The SU(2) symmetric Fermi Hubbard model (FHM) plays an essential role in the understanding of strongly correlated fermionic many-body systems. When the system is in the one particle per site and strongly interacting limit $U/t \gg 1$, it is effectively described by the Heisenberg Hamiltonian. In this limit, extending the typical SU(2) symmetry to SU(N) is predicted to give exotic phases of matter in the ground state, with complicated dependence of the ground state on $N$. The question we address in this talk is whether the situation is similarly complicated at $T$ at and above the superexchange energy.
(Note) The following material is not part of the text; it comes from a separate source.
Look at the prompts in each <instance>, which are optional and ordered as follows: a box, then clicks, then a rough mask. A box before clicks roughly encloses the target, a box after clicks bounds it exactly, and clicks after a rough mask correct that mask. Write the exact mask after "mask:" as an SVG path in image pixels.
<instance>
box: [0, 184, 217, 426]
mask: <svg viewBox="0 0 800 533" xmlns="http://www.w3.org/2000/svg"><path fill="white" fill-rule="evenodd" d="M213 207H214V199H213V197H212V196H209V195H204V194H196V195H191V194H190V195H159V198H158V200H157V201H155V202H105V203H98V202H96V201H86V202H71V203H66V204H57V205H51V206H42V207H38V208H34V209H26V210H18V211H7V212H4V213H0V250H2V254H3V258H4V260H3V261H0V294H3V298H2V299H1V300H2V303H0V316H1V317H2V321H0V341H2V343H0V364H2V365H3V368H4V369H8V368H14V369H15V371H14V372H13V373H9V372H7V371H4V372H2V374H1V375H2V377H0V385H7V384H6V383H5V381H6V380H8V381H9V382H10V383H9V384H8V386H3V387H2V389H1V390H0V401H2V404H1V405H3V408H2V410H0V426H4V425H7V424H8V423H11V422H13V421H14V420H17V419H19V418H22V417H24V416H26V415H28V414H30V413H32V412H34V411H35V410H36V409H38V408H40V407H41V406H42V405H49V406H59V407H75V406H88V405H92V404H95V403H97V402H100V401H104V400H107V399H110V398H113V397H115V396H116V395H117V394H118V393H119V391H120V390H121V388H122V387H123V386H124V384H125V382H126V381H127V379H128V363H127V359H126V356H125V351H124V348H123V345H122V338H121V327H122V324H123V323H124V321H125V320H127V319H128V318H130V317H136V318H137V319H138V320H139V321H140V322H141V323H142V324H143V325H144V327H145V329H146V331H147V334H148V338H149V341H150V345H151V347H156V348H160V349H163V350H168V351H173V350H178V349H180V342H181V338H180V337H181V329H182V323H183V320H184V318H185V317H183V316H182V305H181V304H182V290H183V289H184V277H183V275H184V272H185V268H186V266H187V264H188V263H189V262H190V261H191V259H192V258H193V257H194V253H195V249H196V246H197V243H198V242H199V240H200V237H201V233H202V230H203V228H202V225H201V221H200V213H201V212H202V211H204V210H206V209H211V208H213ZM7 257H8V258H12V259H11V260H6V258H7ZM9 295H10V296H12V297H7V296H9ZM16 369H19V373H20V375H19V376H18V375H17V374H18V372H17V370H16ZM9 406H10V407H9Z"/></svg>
To answer this question we numerically explore the SU($N$) FHM in a two-dimensional square lattice using determinant Quantum Monte Carlo and Numerical Linked Cluster Expansion. Our main finding is that for temperatures above the superexchange energy, where the different $N$ systems are just dominated by short-range correlations, the energy, double occupancy, and kinetic energy collapse upon a simple rescaling with $1/N$. Although the physics in the regime studied is well beyond that captured by low-ordered high-temperature series, we show that an analytic description of the scaling is possible in terms of only one- and two-site correlations.